I have been trying to come up with a solution to parse a PDF into an HTML so, later I'll use beautifulsoup to extract all the headings, subitems and paragraph respectively in a tree structure.
I have searched a few options available on the internet but so far no success. Here's a code I've used to parse a PDF to HTML using PDFMiner.six
import sys
from pdfminer.pdfdocument import PDFDocument
from pdfminer.layout import LTContainer, LTComponent, LTRect, LTLine, LAParams, LTTextLine
from pdfminer.pdfparser import PDFParser
from pdfminer.pdfinterp import PDFResourceManager, PDFPageInterpreter
from pdfminer.pdfdevice import PDFDevice, TagExtractor
from pdfminer.pdfpage import PDFPage
from pdfminer.converter import XMLConverter, HTMLConverter, TextConverter
from pdfminer.image import ImageWriter
from io import StringIO, BytesIO
from bs4 import BeautifulSoup
import re
import io
def convert_pdf_to_html(path):
rsrcmgr = PDFResourceManager()
retstr = StringIO()
outfp = BytesIO()
codec = 'utf-8'
laparams = LAParams()
device = HTMLConverter(rsrcmgr, outfp, imagewriter=ImageWriter('out'))
fp = open(path, 'rb')
interpreter = PDFPageInterpreter(rsrcmgr, device)
password = ""
maxpages = 0 #is for all
caching = True
pagenos=set()
for page in PDFPage.get_pages(fp, pagenos, maxpages=maxpages, password=password,caching=caching, check_extractable=True):
interpreter.process_page(page)
fp.close()
device.close()
str = retstr.getvalue()
retstr.close()
return str
convert_pdf_to_html('PDF - Remraam Ph 1 Mosque.pdf')

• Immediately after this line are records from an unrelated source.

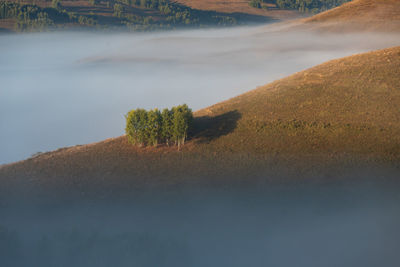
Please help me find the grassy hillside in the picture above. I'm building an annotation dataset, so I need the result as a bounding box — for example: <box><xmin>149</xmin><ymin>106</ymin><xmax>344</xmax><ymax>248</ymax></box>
<box><xmin>196</xmin><ymin>47</ymin><xmax>400</xmax><ymax>157</ymax></box>
<box><xmin>0</xmin><ymin>47</ymin><xmax>400</xmax><ymax>194</ymax></box>
<box><xmin>302</xmin><ymin>0</ymin><xmax>400</xmax><ymax>32</ymax></box>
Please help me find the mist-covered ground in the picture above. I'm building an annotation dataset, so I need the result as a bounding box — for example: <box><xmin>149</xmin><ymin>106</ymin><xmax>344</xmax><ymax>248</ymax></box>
<box><xmin>0</xmin><ymin>26</ymin><xmax>400</xmax><ymax>164</ymax></box>
<box><xmin>0</xmin><ymin>172</ymin><xmax>400</xmax><ymax>267</ymax></box>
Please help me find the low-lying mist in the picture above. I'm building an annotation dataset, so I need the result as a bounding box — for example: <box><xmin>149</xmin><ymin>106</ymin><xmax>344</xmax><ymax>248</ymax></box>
<box><xmin>0</xmin><ymin>172</ymin><xmax>400</xmax><ymax>267</ymax></box>
<box><xmin>0</xmin><ymin>26</ymin><xmax>400</xmax><ymax>164</ymax></box>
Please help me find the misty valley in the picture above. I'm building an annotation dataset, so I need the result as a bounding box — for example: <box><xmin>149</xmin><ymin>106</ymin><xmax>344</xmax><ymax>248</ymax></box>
<box><xmin>0</xmin><ymin>0</ymin><xmax>400</xmax><ymax>267</ymax></box>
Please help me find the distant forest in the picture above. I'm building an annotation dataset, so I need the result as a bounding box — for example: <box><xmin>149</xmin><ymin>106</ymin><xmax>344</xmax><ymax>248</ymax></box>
<box><xmin>0</xmin><ymin>0</ymin><xmax>238</xmax><ymax>31</ymax></box>
<box><xmin>249</xmin><ymin>0</ymin><xmax>351</xmax><ymax>14</ymax></box>
<box><xmin>0</xmin><ymin>0</ymin><xmax>349</xmax><ymax>32</ymax></box>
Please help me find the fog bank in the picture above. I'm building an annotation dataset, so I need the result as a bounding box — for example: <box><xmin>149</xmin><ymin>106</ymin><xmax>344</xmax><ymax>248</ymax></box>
<box><xmin>0</xmin><ymin>177</ymin><xmax>400</xmax><ymax>267</ymax></box>
<box><xmin>0</xmin><ymin>26</ymin><xmax>400</xmax><ymax>164</ymax></box>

However, the above code returns the following error which I'm unable to fix:
~\AppData\Local\Continuum\anaconda3\lib\site-packages\pdfminer\pdftypes.py in decode(self)

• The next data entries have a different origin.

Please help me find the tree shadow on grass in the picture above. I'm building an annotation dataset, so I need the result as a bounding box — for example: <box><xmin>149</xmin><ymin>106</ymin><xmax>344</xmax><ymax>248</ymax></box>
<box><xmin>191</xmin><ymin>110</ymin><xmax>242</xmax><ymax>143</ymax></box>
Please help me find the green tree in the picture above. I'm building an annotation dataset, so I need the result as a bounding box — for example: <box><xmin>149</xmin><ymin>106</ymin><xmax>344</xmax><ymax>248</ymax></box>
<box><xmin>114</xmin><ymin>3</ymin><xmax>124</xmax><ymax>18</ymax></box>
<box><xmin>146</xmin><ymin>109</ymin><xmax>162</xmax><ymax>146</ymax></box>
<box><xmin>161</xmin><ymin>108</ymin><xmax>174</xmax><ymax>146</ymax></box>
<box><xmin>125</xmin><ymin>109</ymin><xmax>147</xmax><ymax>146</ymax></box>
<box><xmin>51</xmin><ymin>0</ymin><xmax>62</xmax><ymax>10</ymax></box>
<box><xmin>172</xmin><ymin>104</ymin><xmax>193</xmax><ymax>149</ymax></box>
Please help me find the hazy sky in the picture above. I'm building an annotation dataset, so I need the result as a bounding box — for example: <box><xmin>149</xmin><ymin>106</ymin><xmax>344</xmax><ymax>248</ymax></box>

293 data = ccittfaxdecode(data, params)
294 elif f == LITERAL_CRYPT:
--> 295 raise PDFNotImplementedError('Crypt filter is unsupported')
296 else:
297 raise PDFNotImplementedError('Unsupported filter: %r' % f)

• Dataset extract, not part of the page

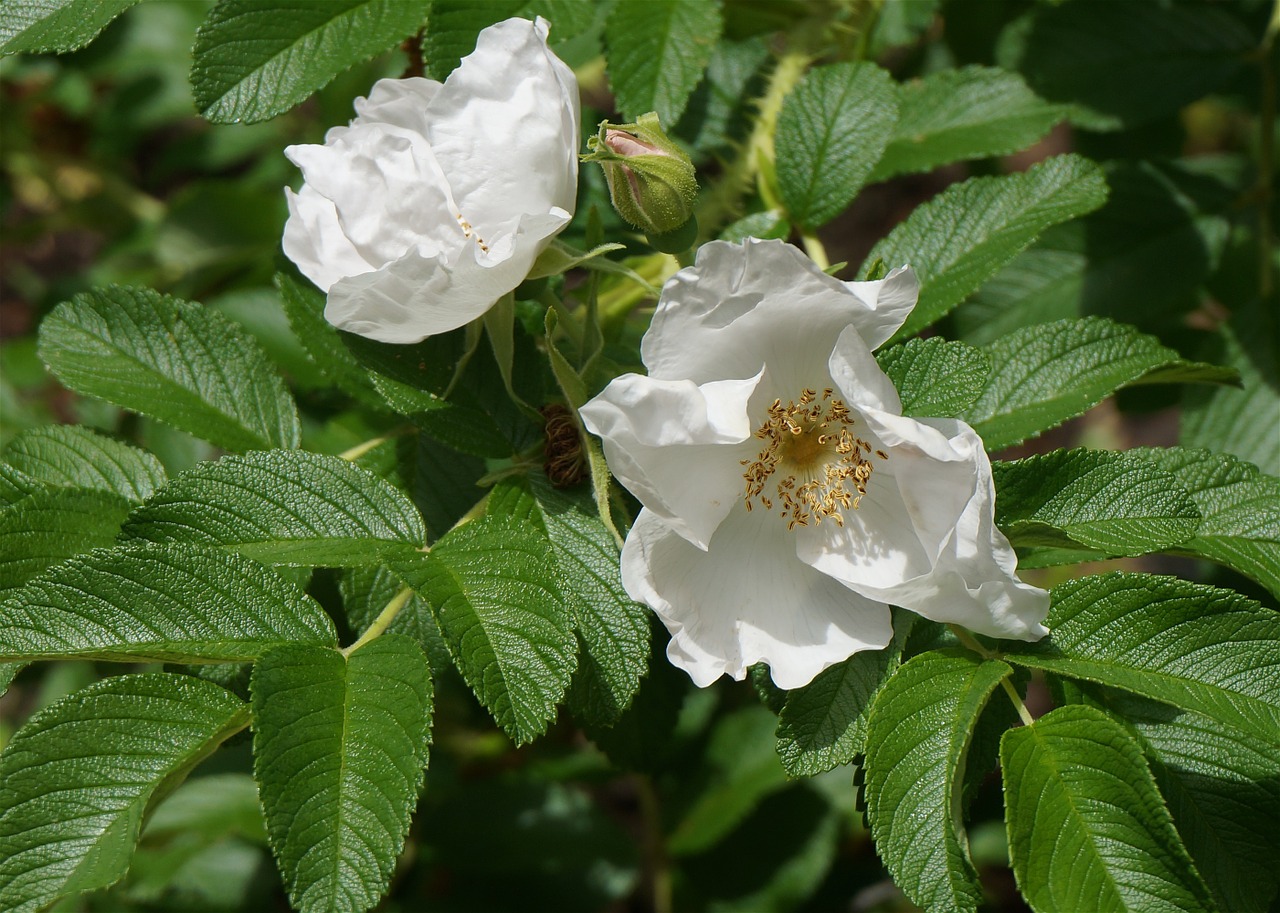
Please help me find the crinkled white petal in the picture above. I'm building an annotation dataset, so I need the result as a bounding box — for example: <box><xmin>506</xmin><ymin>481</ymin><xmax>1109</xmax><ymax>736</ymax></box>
<box><xmin>580</xmin><ymin>374</ymin><xmax>760</xmax><ymax>548</ymax></box>
<box><xmin>622</xmin><ymin>506</ymin><xmax>893</xmax><ymax>688</ymax></box>
<box><xmin>426</xmin><ymin>19</ymin><xmax>579</xmax><ymax>243</ymax></box>
<box><xmin>640</xmin><ymin>238</ymin><xmax>914</xmax><ymax>383</ymax></box>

TypeError: not all arguments converted during string formatting
Then I tried the apache tika. But the thing with apache tika, I was not able to extract the content in a proper html format, what I mean by is that the output of apache tika returns the result in '< p>' tags. There was no way for me to extract headings and subheadings tags from the pdf document. Here's the code that I've used.
from tika import parser
parsed_data_full = parser.from_file('PDF - Remraam Ph 1 Mosque.pdf',xmlContent=True)
parsed_data_full = parsed_data_full['content']
print(parsed_data_full)
I'm not sure how to parse PDF to HTML in a proper way so that I could use HTML tags to identify headings and subheadings of that document.
Would appreciate any help, thank you for reading the long question.